Cutting overnight rates from a ceiling of 5.50% to 5.00% per annum, the US central bank's policy team also reduced their consensus forecast for year-end and end-2025 interest rates, cutting their 'dot plot' projections by 0.7 percentage points on average.
 
That put the Fed's own Christmas 2024 rates expectation down at 4.4%, still more than 25 basis points above the futures market's consensus today. But yesterday's reduction in the Fed's year-end rate forecast marked the 4th time in 4 dot-plot updates that the US central bank sharply revised its projection to match more closely the futures market's consensus betting.
 
Chart of US Fed Funds end-2024 projections vs. the price of gold.

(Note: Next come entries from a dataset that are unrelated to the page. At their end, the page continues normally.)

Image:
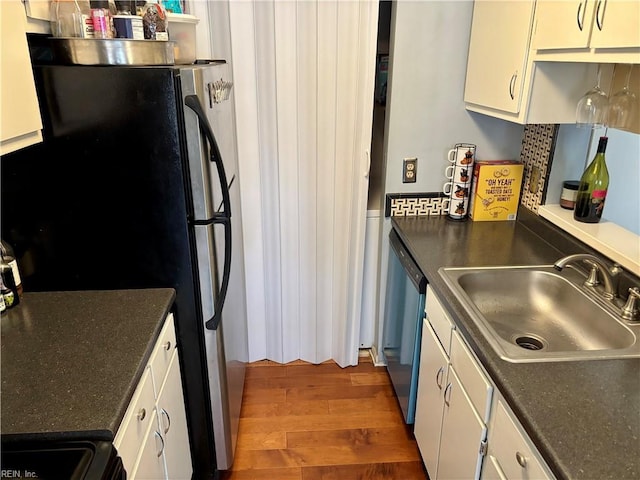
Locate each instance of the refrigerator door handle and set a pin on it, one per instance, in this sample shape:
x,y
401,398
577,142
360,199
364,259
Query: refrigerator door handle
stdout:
x,y
223,217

Source: BullionVault
 
Looking ahead, "It feels to me the neutral rate is probably significantly higher than it was" before the Covid pandemic starting in 2020, Powell also said, referring to the idea of a rate which neither stimulates nor restricts the economy. 
 
But while the Fed's consensus projection for end-2025 interest rates was cut yesterday to 3.4%, trading in the CME futures market today predicted a rate of 2.93% fifteen months from now, almost another 50 basis points lower.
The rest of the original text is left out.